旧経営陣3人の刑事責任を問う裁判が始まったのは、2017年6月。事故からすでに6年3ヵ月が過ぎていた。

刑事裁判の開始までには長い道のりがあった。まず、事故の翌年の2012年、福島県の住民など合わせて1万人以上が東京電力の旧経営陣らの刑事責任を問うよう求める告訴状や告発状を検察に提出。東京地方検察庁が旧経営陣から任意で事情を聞くなど捜査を進めたものの、全員を不起訴とした。

これを不服とする住民グループは市民が審査する検察審査会に申し立て、審査の結果、「起訴相当」という議決が出された。検察は改めて捜査をすることになるが、再び不起訴となる。これを受けて検察審査会は、別の審査員によって再度審査を行った。そして、事故から4年余りが過ぎた2015年7月、「起訴すべき」とする2回目の議決を出した。これによって、当時の経営陣3人は強制的に起訴されることになった。

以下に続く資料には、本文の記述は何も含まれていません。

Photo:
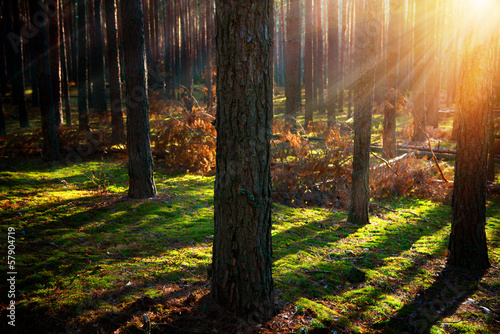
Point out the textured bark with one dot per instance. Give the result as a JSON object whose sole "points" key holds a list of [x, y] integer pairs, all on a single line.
{"points": [[366, 36], [468, 246], [392, 61], [241, 267], [117, 129], [98, 63], [308, 64], [419, 71], [41, 48], [319, 61], [55, 58], [333, 60], [210, 32], [140, 160], [83, 100], [2, 120], [15, 58], [293, 64], [186, 56], [65, 65]]}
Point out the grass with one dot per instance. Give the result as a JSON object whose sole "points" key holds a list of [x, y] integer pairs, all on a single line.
{"points": [[89, 258]]}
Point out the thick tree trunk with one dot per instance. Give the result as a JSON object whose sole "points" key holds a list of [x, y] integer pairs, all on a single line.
{"points": [[83, 99], [117, 129], [241, 267], [333, 60], [41, 48], [365, 53], [293, 64], [55, 58], [140, 160], [468, 246]]}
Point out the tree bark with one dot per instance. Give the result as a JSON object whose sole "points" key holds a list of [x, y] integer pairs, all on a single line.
{"points": [[468, 246], [308, 64], [41, 48], [140, 160], [333, 60], [117, 129], [55, 58], [83, 99], [365, 52], [293, 64], [98, 63], [15, 58], [392, 61], [241, 268]]}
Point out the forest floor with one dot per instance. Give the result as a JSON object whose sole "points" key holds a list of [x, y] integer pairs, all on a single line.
{"points": [[88, 260]]}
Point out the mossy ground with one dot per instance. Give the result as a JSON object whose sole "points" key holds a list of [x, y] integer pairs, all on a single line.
{"points": [[90, 259]]}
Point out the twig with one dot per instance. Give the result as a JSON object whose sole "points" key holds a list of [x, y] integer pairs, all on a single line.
{"points": [[403, 211]]}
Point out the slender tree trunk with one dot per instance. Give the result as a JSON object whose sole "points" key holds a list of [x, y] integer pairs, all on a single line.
{"points": [[117, 129], [41, 48], [308, 64], [55, 58], [210, 33], [64, 65], [333, 60], [392, 61], [98, 63], [140, 160], [292, 73], [242, 255], [468, 247], [83, 105], [420, 78], [366, 36], [320, 70], [2, 119], [15, 53]]}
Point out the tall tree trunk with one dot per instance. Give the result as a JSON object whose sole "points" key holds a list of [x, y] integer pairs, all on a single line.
{"points": [[319, 64], [65, 64], [83, 77], [186, 56], [392, 61], [2, 119], [55, 59], [41, 48], [15, 53], [140, 160], [98, 63], [292, 68], [210, 33], [420, 77], [241, 264], [366, 36], [117, 129], [468, 247], [333, 59], [308, 64]]}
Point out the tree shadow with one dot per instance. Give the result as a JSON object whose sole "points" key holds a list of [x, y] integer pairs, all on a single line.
{"points": [[442, 299]]}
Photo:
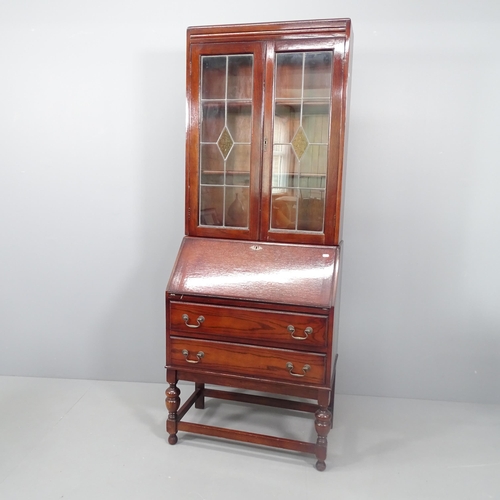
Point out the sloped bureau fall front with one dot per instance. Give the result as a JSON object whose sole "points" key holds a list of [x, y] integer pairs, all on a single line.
{"points": [[252, 301]]}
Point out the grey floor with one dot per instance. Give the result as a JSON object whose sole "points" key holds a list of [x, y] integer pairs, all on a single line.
{"points": [[77, 439]]}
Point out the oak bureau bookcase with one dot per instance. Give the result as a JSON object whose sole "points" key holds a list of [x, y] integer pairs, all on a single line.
{"points": [[252, 301]]}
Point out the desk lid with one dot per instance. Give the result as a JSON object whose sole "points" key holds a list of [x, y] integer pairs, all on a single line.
{"points": [[266, 272]]}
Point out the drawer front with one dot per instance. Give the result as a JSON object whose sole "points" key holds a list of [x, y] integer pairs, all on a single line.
{"points": [[248, 324], [246, 360]]}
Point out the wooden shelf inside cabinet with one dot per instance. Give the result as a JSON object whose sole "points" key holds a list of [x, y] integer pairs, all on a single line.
{"points": [[252, 301]]}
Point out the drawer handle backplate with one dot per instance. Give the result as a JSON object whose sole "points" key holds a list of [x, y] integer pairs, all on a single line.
{"points": [[305, 369], [307, 332], [200, 354], [199, 321]]}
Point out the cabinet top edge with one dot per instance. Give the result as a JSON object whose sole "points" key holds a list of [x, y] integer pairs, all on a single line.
{"points": [[314, 26]]}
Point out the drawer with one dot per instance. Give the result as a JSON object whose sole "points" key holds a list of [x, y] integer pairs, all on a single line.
{"points": [[240, 323], [250, 361]]}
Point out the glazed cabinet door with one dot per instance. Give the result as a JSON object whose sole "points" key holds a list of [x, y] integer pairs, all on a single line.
{"points": [[265, 138], [224, 152], [305, 85]]}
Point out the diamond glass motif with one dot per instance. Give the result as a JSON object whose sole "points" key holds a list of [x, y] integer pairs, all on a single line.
{"points": [[300, 143], [225, 142]]}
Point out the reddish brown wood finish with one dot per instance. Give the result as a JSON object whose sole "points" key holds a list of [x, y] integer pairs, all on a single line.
{"points": [[255, 271], [263, 41], [255, 308]]}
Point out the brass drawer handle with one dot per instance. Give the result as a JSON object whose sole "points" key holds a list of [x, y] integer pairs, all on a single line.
{"points": [[307, 331], [199, 321], [305, 369], [185, 353]]}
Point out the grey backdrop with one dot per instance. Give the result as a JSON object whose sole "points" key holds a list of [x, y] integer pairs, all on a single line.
{"points": [[92, 120]]}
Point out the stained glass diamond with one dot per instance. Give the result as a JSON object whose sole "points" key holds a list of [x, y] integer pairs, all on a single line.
{"points": [[300, 143], [225, 142]]}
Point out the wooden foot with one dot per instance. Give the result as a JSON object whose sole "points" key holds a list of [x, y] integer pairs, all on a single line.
{"points": [[200, 402], [323, 424], [172, 402]]}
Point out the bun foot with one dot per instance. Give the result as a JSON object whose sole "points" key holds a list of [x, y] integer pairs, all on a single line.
{"points": [[320, 465]]}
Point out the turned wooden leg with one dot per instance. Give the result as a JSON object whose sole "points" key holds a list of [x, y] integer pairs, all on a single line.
{"points": [[323, 424], [200, 402], [172, 402]]}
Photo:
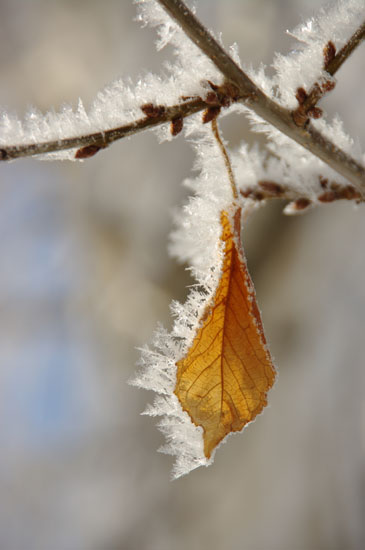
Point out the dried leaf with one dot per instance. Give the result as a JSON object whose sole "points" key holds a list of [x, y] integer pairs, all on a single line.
{"points": [[223, 381]]}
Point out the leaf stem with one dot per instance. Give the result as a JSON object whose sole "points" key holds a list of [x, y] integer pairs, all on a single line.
{"points": [[226, 158]]}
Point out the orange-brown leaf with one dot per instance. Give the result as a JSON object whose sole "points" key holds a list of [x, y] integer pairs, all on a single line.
{"points": [[223, 381]]}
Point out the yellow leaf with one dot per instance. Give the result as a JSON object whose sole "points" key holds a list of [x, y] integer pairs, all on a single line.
{"points": [[222, 382]]}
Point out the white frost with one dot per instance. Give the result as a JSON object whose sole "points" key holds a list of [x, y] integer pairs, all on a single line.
{"points": [[196, 240]]}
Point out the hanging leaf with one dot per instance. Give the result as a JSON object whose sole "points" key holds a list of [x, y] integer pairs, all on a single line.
{"points": [[222, 382]]}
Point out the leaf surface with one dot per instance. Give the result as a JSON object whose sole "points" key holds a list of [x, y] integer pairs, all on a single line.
{"points": [[222, 382]]}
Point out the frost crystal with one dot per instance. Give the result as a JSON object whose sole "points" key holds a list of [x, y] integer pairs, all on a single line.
{"points": [[196, 240]]}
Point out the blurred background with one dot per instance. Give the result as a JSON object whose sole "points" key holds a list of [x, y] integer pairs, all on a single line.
{"points": [[85, 277]]}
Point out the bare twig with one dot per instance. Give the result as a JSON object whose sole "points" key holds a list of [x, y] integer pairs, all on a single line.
{"points": [[269, 110]]}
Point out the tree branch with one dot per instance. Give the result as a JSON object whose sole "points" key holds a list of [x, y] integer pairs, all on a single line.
{"points": [[263, 106], [333, 62], [101, 140], [328, 191], [248, 93]]}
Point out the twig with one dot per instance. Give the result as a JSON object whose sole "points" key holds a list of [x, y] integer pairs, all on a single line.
{"points": [[328, 191], [103, 139], [332, 64], [266, 108], [248, 92], [226, 158]]}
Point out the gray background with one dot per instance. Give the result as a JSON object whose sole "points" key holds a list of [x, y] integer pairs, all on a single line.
{"points": [[85, 277]]}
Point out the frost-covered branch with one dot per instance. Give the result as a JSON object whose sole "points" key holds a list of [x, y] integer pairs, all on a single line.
{"points": [[333, 62], [86, 144], [271, 111], [298, 201]]}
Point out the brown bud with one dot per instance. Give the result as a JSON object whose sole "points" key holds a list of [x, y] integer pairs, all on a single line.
{"points": [[210, 114], [152, 111], [271, 187], [301, 204], [315, 112], [87, 152], [329, 52], [176, 125], [301, 95]]}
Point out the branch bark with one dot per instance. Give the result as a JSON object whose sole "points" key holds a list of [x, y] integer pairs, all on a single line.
{"points": [[262, 105], [248, 93]]}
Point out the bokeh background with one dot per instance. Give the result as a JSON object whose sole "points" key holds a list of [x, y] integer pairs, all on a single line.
{"points": [[85, 277]]}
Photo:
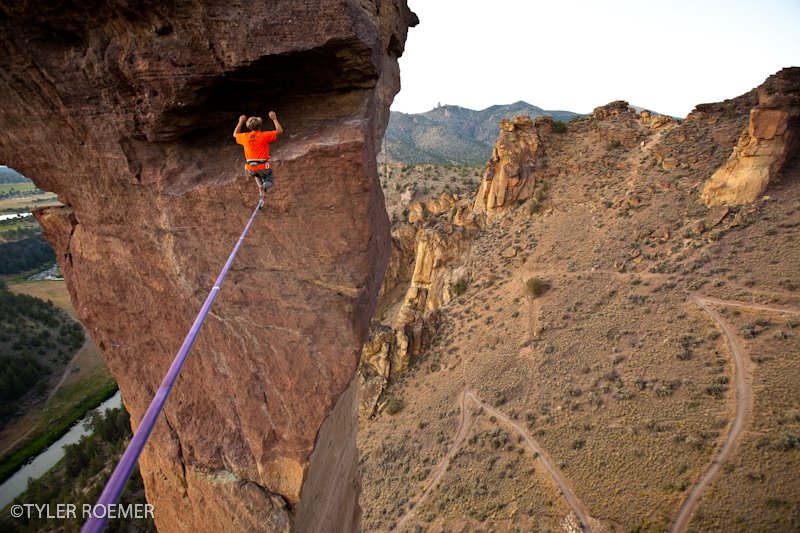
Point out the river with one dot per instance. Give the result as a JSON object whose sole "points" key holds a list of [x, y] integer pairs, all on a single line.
{"points": [[16, 484]]}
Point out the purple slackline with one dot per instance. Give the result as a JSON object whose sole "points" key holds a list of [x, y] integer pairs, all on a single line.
{"points": [[122, 472]]}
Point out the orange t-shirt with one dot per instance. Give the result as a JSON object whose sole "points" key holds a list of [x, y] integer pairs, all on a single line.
{"points": [[256, 143]]}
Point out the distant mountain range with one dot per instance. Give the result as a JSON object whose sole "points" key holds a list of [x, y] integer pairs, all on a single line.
{"points": [[453, 134]]}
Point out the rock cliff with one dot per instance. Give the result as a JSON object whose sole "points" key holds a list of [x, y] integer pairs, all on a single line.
{"points": [[771, 137], [510, 174], [125, 110]]}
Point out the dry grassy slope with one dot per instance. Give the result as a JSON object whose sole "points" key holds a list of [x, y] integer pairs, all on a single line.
{"points": [[617, 374]]}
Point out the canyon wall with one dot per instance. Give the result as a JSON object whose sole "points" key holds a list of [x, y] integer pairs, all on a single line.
{"points": [[126, 110], [770, 140]]}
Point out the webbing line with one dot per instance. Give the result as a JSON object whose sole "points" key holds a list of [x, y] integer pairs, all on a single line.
{"points": [[122, 472]]}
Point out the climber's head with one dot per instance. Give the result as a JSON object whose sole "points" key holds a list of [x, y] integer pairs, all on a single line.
{"points": [[255, 123]]}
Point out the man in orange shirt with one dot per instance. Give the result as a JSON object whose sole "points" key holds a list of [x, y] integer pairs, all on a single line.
{"points": [[256, 148]]}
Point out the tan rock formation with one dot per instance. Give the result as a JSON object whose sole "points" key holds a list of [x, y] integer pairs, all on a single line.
{"points": [[127, 115], [438, 249], [434, 251], [510, 173], [376, 366], [420, 211], [773, 134]]}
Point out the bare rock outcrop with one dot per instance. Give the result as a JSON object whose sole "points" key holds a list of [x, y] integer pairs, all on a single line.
{"points": [[510, 173], [772, 136], [125, 110], [434, 274]]}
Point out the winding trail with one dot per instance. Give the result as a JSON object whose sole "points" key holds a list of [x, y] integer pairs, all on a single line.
{"points": [[463, 429], [743, 404]]}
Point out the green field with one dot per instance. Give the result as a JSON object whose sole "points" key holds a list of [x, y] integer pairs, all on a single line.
{"points": [[6, 188]]}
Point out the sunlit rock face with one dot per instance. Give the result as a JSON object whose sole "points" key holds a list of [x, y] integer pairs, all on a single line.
{"points": [[126, 110]]}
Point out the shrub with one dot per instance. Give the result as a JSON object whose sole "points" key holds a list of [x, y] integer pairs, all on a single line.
{"points": [[458, 287], [393, 406], [536, 286]]}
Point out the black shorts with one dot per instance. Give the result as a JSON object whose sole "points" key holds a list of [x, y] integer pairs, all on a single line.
{"points": [[264, 175]]}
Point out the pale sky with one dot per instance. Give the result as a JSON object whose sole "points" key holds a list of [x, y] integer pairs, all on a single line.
{"points": [[666, 56]]}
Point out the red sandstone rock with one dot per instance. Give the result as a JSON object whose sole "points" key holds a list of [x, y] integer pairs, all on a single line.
{"points": [[126, 111]]}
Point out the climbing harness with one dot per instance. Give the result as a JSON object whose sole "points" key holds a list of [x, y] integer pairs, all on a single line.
{"points": [[122, 472], [257, 164]]}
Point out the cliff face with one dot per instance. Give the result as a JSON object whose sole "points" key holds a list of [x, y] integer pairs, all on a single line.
{"points": [[510, 174], [126, 112], [771, 138]]}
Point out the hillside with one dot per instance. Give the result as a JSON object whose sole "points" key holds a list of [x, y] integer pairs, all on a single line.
{"points": [[583, 344], [452, 134]]}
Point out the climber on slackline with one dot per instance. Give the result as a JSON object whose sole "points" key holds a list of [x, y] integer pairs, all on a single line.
{"points": [[256, 148]]}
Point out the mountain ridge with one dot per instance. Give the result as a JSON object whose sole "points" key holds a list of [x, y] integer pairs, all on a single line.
{"points": [[453, 134]]}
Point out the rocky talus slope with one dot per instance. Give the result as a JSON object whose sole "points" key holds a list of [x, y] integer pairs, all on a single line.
{"points": [[617, 355], [125, 110]]}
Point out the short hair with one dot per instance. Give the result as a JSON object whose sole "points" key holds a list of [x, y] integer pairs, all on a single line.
{"points": [[254, 123]]}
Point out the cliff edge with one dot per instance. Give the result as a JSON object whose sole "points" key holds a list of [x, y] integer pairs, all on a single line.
{"points": [[126, 112]]}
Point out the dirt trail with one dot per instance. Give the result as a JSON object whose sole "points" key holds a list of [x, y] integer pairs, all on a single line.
{"points": [[743, 403], [463, 428]]}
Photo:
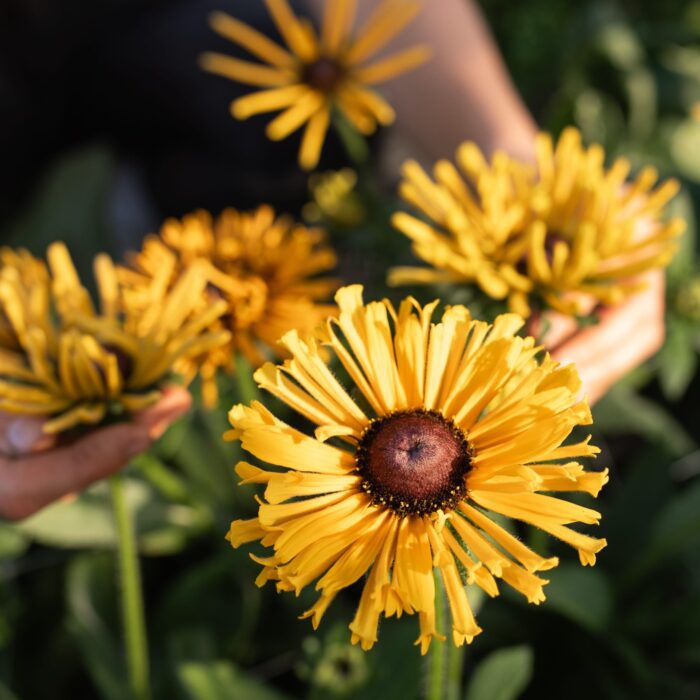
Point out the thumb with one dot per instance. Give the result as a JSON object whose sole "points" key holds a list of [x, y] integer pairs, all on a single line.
{"points": [[40, 479]]}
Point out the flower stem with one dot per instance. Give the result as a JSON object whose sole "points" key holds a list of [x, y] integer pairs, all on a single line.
{"points": [[131, 596], [247, 388], [436, 659], [455, 665]]}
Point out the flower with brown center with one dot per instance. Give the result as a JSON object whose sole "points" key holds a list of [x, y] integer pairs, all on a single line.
{"points": [[447, 422], [314, 74], [566, 232], [263, 266]]}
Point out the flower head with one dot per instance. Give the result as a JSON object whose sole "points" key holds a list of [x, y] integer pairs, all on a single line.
{"points": [[264, 267], [445, 423], [568, 225], [73, 362], [314, 73]]}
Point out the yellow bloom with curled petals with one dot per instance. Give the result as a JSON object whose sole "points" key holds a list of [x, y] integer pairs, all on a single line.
{"points": [[564, 230], [76, 363], [263, 266], [445, 424], [316, 72]]}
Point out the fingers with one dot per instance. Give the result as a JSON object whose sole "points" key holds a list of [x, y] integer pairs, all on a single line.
{"points": [[560, 327], [28, 484], [174, 403], [21, 435], [626, 336]]}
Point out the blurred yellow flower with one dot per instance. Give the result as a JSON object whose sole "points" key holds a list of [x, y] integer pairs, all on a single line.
{"points": [[264, 267], [445, 422], [76, 364], [518, 232], [315, 73]]}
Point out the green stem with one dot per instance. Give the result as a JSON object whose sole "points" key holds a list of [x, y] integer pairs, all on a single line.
{"points": [[354, 142], [247, 388], [455, 665], [437, 662], [131, 596]]}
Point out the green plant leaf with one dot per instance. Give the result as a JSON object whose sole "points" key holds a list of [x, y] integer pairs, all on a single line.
{"points": [[12, 541], [624, 411], [87, 578], [68, 205], [502, 675], [582, 594], [677, 360], [221, 680], [685, 149]]}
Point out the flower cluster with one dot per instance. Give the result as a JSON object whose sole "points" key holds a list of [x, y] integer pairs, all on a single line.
{"points": [[445, 424], [61, 357], [263, 267], [559, 232]]}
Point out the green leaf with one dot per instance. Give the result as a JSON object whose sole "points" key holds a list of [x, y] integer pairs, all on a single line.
{"points": [[676, 529], [624, 411], [677, 360], [582, 594], [12, 541], [88, 522], [87, 578], [502, 675], [6, 693], [221, 680], [685, 149], [68, 205]]}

あの事故の責任は誰にあるのか。責任を誰かに問うことはできるのか。注目の裁判がようやく始まることになった。裁判で問われたのは、東京電力は本当に事故を防ぐことはできなかったのか、あの津波を予見し、対策を取ることはできなかったのか、という論点だ。

審理は37回に上り、21人の証人が証言に立った。なかには、東京電力の現役の社員、当時、津波対策に中心的に携わった元幹部なども含まれていた。裁判の過程でそれまで表に出ていなかった新たな事実が次々に明らかになっていった。